Car Libero n’est pas n’importe quel album de Little Bob – Libero est son plus beau. Peut-être pas son plus fort, ni son plus "hymnique" ni son plus rock'n'roll. Peut-être même pas son meilleur. Mais son plus personnel sans aucun doute. Et de loin son plus émouvant.

Cela vaut bien sûr pour le morceau d’ouverture (éponyme), hommage à son papa, un certain… Libero (non… ? vous pensiez vraiment que ce disque était un hommage à Marcel Dessailly ?), homme libre plutôt bien nommé qui déserta l’Italie fasciste en quête d’horizons plus heureux… autant prévenir : cette chanson est plus que poignante, son potentiel lacrymal avoisinant les 400,9 ° sur l’échelle de « Yesterday ».

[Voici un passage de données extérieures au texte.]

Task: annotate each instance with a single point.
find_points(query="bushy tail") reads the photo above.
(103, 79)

Cela vaut aussi pour la plupart des titres, y compris les plus enlevés : il y a dans la voix de Roberto quelque chose de désespérément renversant auquel il est difficile de résister, qu’il déclame dans l’urgence un « Slave to the Beat » tendu à souhaits ou se lance dans une reprise virtuose de « Be Gentle with the Whore » - une de ces revisitations roots dont lui seul à le secret. Plus blues que rock, l’album décline ainsi une couleur intimiste d’autant plus séduisante que son prédécesseur, le sympathique mais dispensable Blues Stories (1997), avait un côté rutilant un peu bassinant par moment. Rien de cela ici : Libero évolue dans un registre sonique extrêmement pur, débridé, et les morceaux s’enchaînent merveilleusement… retrouvant le groove furieux de la grande époque de Little Bob Story. L’effet Garotin ? Indéniablement le retour au bercail d’un des plus grands batteurs français en activité (Nico tint les fûts de la Story de 1982 à 87, notamment sur l’incontournable Vacant Heart) est un des gros plus de ce quatrième album « solo » : majestueux sur le remarquable « Let’s Shout », costaud sur la plupart des autres titres, on sent d’autant plus son apport que le seul titre sur lequel il ne joue pas (« Mean Game ») est comme de par hasard le moins convaincant.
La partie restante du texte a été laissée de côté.